In deze zaak heeft de Centrale Raad van Beroep op 17 mei 2023 uitspraak gedaan in hoger beroep tegen een eerdere uitspraak van de rechtbank Oost-Brabant. De zaak betreft de geschiktheid van bepaalde functies voor appellante in het kader van de Ziektewet. De Raad heeft de conclusies van de arbeidsdeskundige bezwaar en beroep onderschreven, die stelde dat appellante in de functies van montagemedewerker, monteur/monteuse en medewerker bloemzaadproductie niet meer dan 65% van haar maatmaninkomen kan verdienen, zoals beschreven in de Functionele Mogelijkhedenlijst (FML) van 8 december 2017. De Raad concludeert dat appellante terecht niet meer in aanmerking komt voor een uitkering op grond van de Ziektewet, omdat het in de tussenuitspraak geconstateerde gebrek is hersteld.
Het procesverloop omvatte een tussenuitspraak van de Raad op 12 mei 2022, waarin het Uitvoeringsinstituut werknemersverzekeringen (Uwv) werd opgedragen om de geschiktheid van de functie van soldering operator deugdelijk te motiveren. Na deze tussenuitspraak heeft het Uwv rapporten ingediend van de arbeidsdeskundige bezwaar en beroep, waarin de geschiktheid van de functies werd beoordeeld. Appellante heeft zienswijzen ingediend, maar de Raad oordeelt dat de arbeidsdeskundige de functies adequaat heeft beoordeeld en dat appellante in staat is om de werkzaamheden uit te voeren.
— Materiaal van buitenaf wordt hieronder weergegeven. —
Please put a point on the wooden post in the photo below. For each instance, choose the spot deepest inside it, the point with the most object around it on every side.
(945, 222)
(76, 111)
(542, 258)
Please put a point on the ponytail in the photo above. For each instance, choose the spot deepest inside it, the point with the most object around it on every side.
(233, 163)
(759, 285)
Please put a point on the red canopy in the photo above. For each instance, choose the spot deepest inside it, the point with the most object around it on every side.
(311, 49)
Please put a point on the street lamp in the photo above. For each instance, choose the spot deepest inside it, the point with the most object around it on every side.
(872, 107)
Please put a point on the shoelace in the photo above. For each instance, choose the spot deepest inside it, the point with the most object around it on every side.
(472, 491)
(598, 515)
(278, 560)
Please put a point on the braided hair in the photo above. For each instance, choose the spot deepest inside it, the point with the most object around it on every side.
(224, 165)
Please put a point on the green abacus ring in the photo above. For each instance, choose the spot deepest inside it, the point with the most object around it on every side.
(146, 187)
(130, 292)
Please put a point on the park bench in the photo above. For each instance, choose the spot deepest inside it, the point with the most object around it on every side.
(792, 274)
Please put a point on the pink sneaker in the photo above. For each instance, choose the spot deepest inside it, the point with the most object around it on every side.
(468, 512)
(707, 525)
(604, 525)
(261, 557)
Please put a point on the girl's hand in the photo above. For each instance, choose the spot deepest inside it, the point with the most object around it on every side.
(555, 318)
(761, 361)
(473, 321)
De Raad heeft vastgesteld dat het Uwv in hoger beroep een deugdelijke arbeidskundige onderbouwing heeft gegeven voor het bestreden besluit, maar dat dit besluit niet met de vereiste zorgvuldigheid tot stand is gekomen. Desondanks concludeert de Raad dat de gebreken niet hebben geleid tot benadeling van de belanghebbenden en dat een besluit met gelijke uitkomst zou zijn genomen. De Raad bevestigt de aangevallen uitspraak en veroordeelt het Uwv in de proceskosten van appellante, die zijn begroot op € 3.766,50, en bepaalt dat het Uwv het griffierecht van € 172,- aan appellante vergoedt.